Speaking at the E-Cigarette Summit at the Royal Society, today on 15th November, NNA Chair Sarah Jakes, will call for a new approach towards safer nicotine products. Jakes points out that misinformation about safer alternatives is detrimental to public health and that such misperceptions are being promoted by unreasonable bans and regulations.
“The public need to be able to trust that the information given to us by public health authorities is accurate and complete”, Jakes will say, ”the vast majority of the public are not scientists, so they go with what they perceive to be a trustworthy source of information. But who can you trust when the authorities and experts are so divided?”

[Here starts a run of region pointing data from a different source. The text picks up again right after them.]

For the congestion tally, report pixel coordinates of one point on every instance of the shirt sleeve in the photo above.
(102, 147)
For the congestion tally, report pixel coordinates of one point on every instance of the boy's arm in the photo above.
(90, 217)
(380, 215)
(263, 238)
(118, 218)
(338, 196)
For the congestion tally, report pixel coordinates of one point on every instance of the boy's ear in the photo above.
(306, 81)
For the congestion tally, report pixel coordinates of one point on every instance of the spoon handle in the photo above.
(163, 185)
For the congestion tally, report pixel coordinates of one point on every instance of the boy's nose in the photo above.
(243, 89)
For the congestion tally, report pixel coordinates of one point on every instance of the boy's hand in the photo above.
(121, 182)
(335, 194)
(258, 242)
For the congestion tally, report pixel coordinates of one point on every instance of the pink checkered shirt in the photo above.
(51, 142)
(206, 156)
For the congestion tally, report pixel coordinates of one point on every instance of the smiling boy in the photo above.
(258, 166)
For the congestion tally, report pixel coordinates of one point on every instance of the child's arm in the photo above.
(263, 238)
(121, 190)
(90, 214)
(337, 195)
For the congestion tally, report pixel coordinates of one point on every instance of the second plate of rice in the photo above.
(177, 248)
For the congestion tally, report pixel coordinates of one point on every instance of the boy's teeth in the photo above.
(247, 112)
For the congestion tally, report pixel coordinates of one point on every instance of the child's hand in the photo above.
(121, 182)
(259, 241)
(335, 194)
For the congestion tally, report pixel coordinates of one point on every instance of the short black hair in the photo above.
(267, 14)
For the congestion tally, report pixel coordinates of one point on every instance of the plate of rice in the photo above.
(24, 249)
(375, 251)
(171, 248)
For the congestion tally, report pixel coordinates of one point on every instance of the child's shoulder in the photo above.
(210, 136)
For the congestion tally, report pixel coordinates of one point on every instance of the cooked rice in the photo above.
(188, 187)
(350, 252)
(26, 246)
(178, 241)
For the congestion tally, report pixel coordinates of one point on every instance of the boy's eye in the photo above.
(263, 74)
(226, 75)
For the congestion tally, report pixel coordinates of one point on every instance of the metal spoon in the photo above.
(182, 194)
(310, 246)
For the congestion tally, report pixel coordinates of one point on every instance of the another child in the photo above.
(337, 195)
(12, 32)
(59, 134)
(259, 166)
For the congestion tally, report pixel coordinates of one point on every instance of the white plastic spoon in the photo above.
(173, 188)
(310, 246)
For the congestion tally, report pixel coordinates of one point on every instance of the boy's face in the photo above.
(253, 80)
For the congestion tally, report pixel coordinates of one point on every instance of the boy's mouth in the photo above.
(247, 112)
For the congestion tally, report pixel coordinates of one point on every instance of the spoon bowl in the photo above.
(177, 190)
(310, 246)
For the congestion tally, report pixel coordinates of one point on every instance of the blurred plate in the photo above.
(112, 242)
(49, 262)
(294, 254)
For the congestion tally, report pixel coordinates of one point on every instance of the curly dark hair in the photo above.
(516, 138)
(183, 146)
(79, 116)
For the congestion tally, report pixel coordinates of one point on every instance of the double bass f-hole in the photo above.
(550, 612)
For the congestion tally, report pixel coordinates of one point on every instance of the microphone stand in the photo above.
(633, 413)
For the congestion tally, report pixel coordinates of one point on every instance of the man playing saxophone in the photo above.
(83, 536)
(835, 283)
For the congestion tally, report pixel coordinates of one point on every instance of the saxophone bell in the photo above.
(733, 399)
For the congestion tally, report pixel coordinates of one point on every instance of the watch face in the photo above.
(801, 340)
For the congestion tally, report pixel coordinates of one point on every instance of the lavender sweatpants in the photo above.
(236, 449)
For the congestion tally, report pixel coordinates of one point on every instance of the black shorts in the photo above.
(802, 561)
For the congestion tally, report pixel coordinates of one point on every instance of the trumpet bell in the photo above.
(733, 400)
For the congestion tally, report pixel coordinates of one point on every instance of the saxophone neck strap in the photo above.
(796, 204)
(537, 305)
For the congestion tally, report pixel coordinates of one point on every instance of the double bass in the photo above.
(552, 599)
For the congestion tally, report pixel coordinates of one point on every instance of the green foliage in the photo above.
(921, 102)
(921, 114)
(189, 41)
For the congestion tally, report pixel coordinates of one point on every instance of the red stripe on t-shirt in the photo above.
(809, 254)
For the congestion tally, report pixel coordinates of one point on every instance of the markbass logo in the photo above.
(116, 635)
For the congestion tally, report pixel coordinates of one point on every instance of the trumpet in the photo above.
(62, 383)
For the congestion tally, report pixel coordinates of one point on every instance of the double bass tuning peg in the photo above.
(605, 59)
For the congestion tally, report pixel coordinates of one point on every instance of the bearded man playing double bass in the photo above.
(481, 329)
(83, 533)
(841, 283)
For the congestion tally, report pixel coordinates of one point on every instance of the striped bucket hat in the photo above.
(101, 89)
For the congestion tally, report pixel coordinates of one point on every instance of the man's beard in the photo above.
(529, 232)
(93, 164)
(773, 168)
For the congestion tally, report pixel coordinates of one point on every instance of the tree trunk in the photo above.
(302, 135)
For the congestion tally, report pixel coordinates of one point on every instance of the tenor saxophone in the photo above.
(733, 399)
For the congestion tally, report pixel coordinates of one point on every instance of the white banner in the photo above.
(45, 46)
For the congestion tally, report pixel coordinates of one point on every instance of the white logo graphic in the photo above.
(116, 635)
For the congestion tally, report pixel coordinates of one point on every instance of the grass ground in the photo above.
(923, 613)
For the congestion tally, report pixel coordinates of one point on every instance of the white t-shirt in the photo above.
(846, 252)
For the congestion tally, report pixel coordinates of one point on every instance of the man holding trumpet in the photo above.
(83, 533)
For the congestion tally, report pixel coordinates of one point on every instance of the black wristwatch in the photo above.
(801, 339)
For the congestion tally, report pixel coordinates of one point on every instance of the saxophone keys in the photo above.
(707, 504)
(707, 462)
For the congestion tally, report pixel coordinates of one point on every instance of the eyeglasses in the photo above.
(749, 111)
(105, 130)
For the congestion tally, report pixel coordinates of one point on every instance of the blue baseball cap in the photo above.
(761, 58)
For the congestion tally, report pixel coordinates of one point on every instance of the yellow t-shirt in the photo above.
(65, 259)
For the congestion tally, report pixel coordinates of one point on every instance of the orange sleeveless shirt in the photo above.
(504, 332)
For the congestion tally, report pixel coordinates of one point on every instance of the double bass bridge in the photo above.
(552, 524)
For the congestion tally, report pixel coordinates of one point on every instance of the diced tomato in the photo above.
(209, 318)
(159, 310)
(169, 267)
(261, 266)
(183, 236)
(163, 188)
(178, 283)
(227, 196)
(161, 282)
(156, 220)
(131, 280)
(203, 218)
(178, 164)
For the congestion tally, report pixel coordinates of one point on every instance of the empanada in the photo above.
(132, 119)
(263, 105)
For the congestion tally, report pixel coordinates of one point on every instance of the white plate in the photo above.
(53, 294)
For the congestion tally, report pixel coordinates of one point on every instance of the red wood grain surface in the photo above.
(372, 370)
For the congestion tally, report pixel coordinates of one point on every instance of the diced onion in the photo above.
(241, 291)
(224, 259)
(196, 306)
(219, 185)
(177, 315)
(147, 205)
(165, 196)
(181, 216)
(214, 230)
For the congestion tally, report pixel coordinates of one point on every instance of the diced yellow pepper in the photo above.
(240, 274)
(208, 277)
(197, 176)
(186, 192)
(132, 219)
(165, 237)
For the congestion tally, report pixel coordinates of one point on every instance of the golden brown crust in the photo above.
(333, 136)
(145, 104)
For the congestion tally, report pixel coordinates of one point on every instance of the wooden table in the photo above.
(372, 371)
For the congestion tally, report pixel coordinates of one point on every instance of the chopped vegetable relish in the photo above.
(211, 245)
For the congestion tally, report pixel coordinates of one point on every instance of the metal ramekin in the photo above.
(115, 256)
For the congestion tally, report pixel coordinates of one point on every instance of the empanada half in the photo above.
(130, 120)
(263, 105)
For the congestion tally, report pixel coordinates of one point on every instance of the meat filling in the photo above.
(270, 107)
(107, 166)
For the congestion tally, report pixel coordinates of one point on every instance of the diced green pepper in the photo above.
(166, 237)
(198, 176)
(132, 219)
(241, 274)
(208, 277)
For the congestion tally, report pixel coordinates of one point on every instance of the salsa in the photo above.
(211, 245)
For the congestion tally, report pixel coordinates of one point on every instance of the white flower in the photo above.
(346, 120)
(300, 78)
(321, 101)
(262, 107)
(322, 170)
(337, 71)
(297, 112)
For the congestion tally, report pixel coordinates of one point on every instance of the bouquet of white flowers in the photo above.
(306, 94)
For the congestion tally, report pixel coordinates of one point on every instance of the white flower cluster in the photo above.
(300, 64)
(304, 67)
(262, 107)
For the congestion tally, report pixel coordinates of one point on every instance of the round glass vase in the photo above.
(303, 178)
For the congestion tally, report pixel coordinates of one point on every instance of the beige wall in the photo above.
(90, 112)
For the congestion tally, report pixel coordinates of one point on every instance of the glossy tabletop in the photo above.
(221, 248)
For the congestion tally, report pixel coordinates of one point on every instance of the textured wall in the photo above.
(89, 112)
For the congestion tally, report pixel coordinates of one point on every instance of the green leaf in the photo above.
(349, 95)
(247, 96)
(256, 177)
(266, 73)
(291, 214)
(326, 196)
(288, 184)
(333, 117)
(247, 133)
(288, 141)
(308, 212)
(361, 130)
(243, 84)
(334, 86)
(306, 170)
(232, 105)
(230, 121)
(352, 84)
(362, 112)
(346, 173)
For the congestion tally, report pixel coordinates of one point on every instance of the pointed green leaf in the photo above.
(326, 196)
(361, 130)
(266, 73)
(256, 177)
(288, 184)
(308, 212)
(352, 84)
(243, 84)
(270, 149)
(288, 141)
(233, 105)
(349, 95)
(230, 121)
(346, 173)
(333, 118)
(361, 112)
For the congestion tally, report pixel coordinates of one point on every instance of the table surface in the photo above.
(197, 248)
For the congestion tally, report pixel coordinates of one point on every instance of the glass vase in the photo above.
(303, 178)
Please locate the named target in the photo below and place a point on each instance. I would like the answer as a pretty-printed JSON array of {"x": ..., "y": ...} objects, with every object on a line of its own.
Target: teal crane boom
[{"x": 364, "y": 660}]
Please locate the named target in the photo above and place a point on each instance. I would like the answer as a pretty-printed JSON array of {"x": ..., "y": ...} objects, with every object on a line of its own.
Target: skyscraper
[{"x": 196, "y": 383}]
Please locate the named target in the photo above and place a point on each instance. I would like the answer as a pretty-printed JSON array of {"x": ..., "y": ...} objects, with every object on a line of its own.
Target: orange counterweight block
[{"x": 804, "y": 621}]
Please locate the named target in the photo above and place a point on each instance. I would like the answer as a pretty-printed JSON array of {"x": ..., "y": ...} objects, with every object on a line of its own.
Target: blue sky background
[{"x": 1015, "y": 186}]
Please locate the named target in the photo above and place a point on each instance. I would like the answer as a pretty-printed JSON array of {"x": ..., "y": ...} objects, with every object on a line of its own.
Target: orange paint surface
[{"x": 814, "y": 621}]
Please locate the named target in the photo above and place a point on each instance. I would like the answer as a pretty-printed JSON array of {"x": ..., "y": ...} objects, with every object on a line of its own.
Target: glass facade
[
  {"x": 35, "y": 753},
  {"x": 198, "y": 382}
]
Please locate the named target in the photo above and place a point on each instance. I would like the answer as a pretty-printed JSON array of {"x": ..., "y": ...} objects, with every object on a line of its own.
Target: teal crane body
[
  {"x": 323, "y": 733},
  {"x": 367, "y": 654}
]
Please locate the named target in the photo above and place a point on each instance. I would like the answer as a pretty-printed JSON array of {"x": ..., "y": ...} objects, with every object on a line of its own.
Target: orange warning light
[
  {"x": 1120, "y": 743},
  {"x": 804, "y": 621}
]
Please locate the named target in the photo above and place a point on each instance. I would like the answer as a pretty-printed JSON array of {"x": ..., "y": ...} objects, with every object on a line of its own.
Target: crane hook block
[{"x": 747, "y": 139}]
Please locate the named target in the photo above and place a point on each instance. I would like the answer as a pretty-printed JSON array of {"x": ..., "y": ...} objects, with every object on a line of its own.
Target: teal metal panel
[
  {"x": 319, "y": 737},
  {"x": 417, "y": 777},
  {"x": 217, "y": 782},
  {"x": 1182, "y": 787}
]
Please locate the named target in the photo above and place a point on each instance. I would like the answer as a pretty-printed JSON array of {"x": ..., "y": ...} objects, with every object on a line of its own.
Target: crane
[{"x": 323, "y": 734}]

US experts seem to have lost sight of what matters
Jakes will highlight the febrile political debate currently taking place in the US, where truth about vaping has been abandoned in favour of moral posturing which serves no positive purpose for American smokers and urge campaigners to settle their ideological differences for the benefit of those they are tasked to help.
“The vast majority of vapers don’t advocate, or even identify as vapers. They are simply people getting on with their lives who also happen to vape. This silent majority are mothers, fathers, grandparents, brothers and sisters with ordinary and extraordinary lives to lead but our humanity is often obscured from view when the label of ‘vaper’ is applied.
“As long as the apparent controversy continues, the public will trust only what they see with their own eyes, and what they see is bans, restrictions, warning labels and something that looks like smoking.
“Misperceptions are harmful in more ways than one. They breed intolerance, which supports restrictive policy, which in turn creates more misperceptions and more intolerance. Is it any wonder that many smokers don’t see the point of switching?”
People’s lives are at stake
Smokers and vapers are not merely numbers in a dataset, or a trend on a graph, they are real people and should not be pawns in a political power game between different factions of the public health community. A new, more sympathetic approach is required.
“We must never lose sight of the fact that behind every data point is a real person with strengths and weaknesses, desires and ambitions,” Jakes will say, “and that every life is precious.”
The NNA would like to see a new approach which places the consumer over and above dogma and insular point-scoring, one which treats nicotine users with more respect.